The Indian specimen was really an individual, caudal vertebra (part of the tail), of a large, herbivorous dinosaur. It had been passed amongst several distinguished Victorian scientists until 1877 when no record of where it was might be found. This dinosaur fossil, which had lain undiscovered for millions of years was lost to science from 1877 until April 2012 when it was discovered by members of the Geological Survey of India who have been re-assessing the fossil heritage of the sub-continent. It had been the opportunity discovery, the specimen having resided in the collection of the Geological Society of India at their Kolkata head-office.
India’s first dinosaur fossil to be described was discovered by Dr. D. M. Mohabey and Dr. Subhasis Sen of the Geological Survey team. The dinner-plate sized specimen was amongst a collection of fossils that were studied by the English naturalist and geologist Richard Lydekker, who’d joined the organisation which was to become the Geological Survey of India back in 1874. It had been Lydekker who formally named and described the specimen in 1877, establishing a fresh genus of dinosaur – Titanosaurus indicus. Â The newly, re-discovered tail bone is just a holotype, a specimen upon which the first description of an organism is based. The specimen really has the first labels – 2193 and 2194 on it which are clearly visible, the classification given to the fossil by Lydekker. The fossil was located amongst the vertebrate fossils in the catalogued collection produced by Lydekker and stored on the very first floor at the headquarters of the Geological Survey of India.
Negotiating with Museums
The Indian team are looking for more fossils which were presumed lost and to simply help to resolve a puzzle which involves the Natural History Museum in London. Numerous British expeditions explored the fossil beds of the Lameta Formation in the first part of the 20th Century. Many specimens were subsequently taken from India to the then British Museum (now the Natural History Museum), in London.
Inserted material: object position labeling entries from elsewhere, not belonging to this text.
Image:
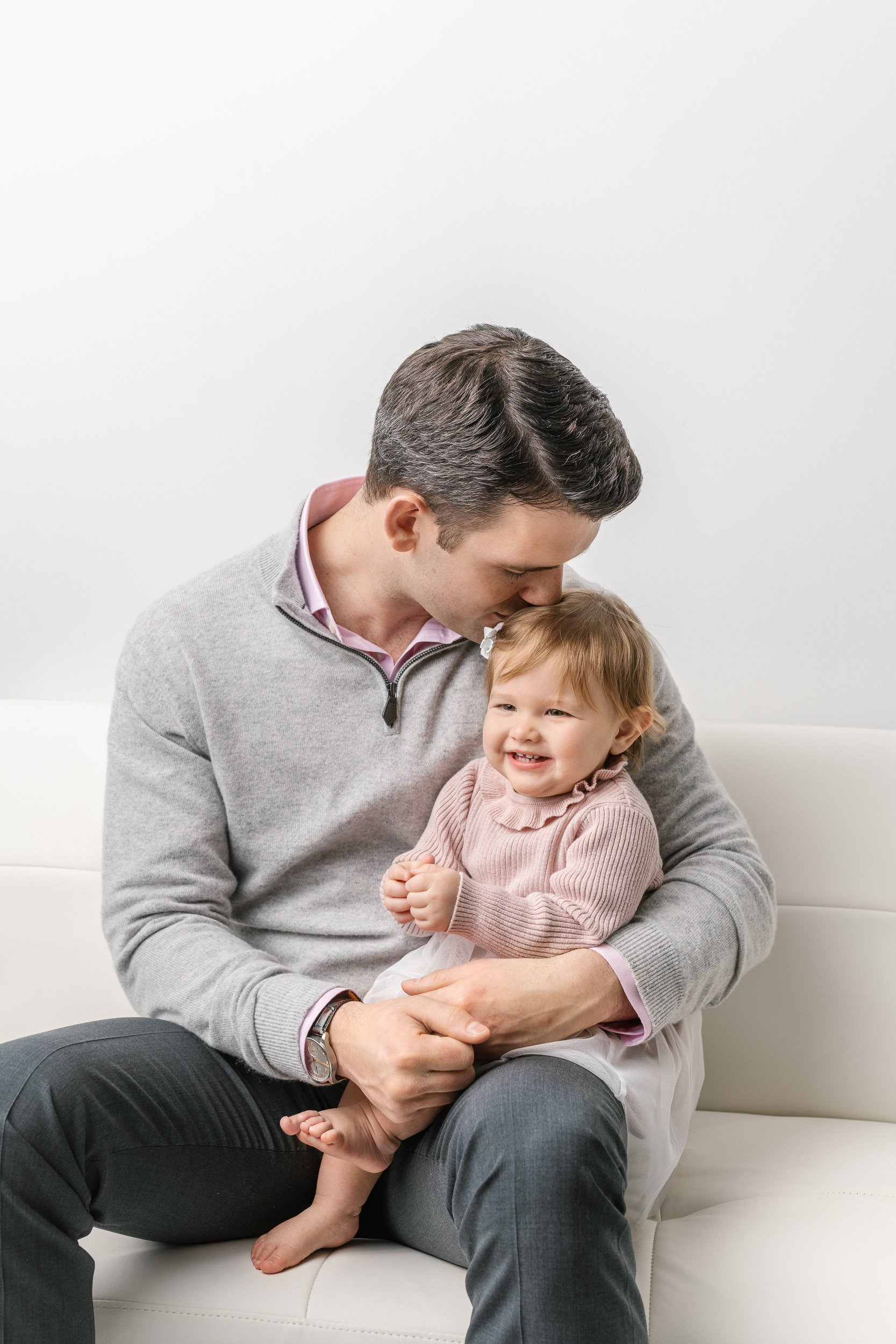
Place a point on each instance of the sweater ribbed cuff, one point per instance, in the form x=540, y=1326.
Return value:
x=656, y=968
x=281, y=1006
x=477, y=913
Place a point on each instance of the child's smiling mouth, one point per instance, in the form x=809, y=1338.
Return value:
x=527, y=760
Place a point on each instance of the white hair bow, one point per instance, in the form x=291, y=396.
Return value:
x=488, y=643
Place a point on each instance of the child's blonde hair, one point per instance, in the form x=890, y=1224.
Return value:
x=598, y=641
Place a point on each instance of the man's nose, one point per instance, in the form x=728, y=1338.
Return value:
x=543, y=589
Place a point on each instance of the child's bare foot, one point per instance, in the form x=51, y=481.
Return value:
x=353, y=1132
x=292, y=1242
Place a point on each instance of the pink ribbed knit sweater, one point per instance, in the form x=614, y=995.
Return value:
x=542, y=875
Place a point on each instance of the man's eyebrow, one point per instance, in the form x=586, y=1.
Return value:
x=529, y=569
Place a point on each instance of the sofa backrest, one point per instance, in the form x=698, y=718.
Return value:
x=811, y=1030
x=808, y=1033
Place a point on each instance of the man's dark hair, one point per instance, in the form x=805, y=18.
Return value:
x=491, y=416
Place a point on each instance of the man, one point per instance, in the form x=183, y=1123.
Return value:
x=280, y=732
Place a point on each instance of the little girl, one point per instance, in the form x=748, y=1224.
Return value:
x=542, y=846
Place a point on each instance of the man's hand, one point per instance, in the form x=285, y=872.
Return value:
x=528, y=1000
x=406, y=1054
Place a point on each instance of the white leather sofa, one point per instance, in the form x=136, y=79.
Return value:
x=779, y=1225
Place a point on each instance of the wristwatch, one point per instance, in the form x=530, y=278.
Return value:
x=320, y=1057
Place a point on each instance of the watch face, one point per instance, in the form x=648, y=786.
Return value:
x=320, y=1066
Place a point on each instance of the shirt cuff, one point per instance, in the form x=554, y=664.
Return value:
x=308, y=1022
x=632, y=1035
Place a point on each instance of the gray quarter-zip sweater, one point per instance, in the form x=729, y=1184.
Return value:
x=262, y=776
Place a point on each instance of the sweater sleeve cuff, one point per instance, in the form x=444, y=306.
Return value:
x=283, y=1007
x=632, y=1035
x=477, y=912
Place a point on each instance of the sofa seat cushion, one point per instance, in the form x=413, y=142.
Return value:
x=774, y=1229
x=211, y=1295
x=777, y=1229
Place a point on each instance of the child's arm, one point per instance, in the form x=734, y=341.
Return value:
x=441, y=843
x=606, y=873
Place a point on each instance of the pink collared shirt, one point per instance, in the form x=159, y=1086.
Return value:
x=320, y=504
x=323, y=503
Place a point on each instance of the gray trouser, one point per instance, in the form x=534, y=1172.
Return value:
x=139, y=1127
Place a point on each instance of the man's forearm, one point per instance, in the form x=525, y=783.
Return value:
x=534, y=1000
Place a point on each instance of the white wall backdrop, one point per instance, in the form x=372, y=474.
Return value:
x=225, y=225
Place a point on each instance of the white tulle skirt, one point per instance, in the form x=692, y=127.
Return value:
x=657, y=1082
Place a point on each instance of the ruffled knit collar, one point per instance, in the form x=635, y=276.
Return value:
x=520, y=812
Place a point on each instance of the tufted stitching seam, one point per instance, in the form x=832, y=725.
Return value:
x=277, y=1320
x=653, y=1252
x=789, y=1194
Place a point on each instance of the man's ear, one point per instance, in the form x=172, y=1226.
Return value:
x=633, y=726
x=402, y=520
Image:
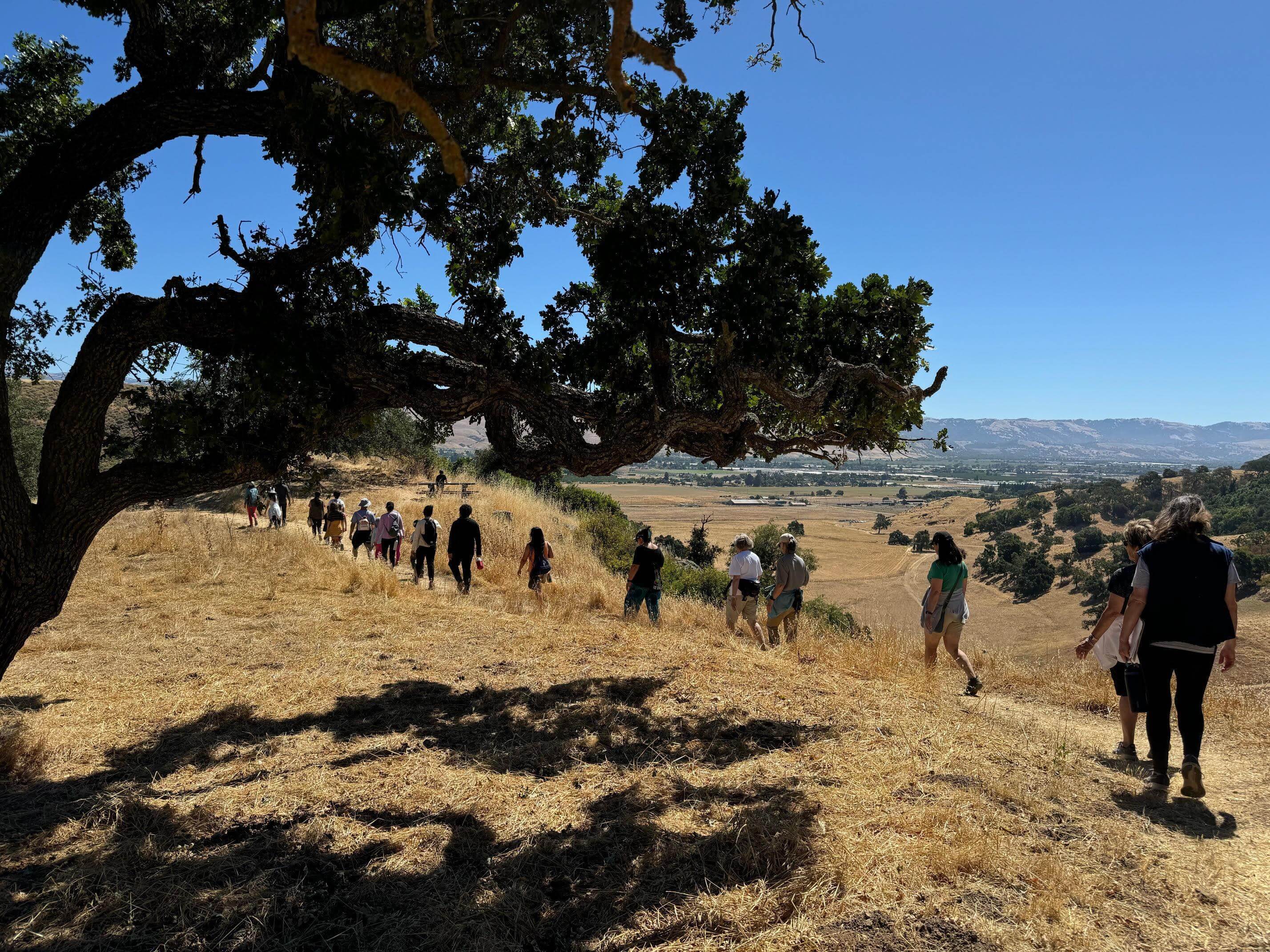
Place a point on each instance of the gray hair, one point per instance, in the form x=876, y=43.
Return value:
x=1184, y=517
x=1138, y=533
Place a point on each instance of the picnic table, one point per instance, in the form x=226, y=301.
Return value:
x=463, y=488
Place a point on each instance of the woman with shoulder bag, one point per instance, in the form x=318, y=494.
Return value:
x=945, y=611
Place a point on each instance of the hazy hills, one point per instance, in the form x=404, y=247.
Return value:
x=1129, y=440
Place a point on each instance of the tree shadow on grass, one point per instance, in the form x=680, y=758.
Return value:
x=336, y=876
x=1192, y=818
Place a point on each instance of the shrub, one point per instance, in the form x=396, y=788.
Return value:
x=835, y=617
x=1089, y=541
x=1033, y=576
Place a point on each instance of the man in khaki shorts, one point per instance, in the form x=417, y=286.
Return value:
x=746, y=570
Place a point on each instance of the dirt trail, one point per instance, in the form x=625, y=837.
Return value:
x=1235, y=808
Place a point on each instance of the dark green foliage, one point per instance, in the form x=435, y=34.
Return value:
x=24, y=424
x=1089, y=541
x=700, y=549
x=388, y=433
x=1072, y=517
x=835, y=619
x=672, y=546
x=1021, y=568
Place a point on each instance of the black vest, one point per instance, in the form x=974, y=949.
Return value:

As part of an ongoing international research programme to map India’s vertebrate fossils, scientists are hoping to be able to identify Indian dinosaurs amongst the collection at the Natural History Museum.
The Geological Survey of India team are optimistic that any dinosaur specimens that they are able to trace to the Natural History Museum collection is likely to be returned to India for further study and to be united with other Indian dinosaur specimens. Just like the fossil found by Lieutenant-Colonel W. H. Sleeman, 100 and eight four years back, several fossils are holotypes and the sole known fossil evidence for several dinosaur species that be seemingly unique to the sub-continent.
The caudal vertebra, now back in the catalogued collection of the Indian survey team represents the very first Titanosaur fossil to be scientifically studied and as such it’s regarded as a vital specimen for the global research into the evolutionary history of the Sauropod dinosaurs.
Perhaps more to the point, since the Indian economy strengthens and the country emerges as a global super-power there is a powerful demand for improved educational resources and an emphasis on India’s place and role in the scientific community. It is likely that Indian museums will step-up their efforts to possess important artifacts such as for instance dinosaur fossils returned with their country as fascination with dinosaurs and other prehistoric animals grows.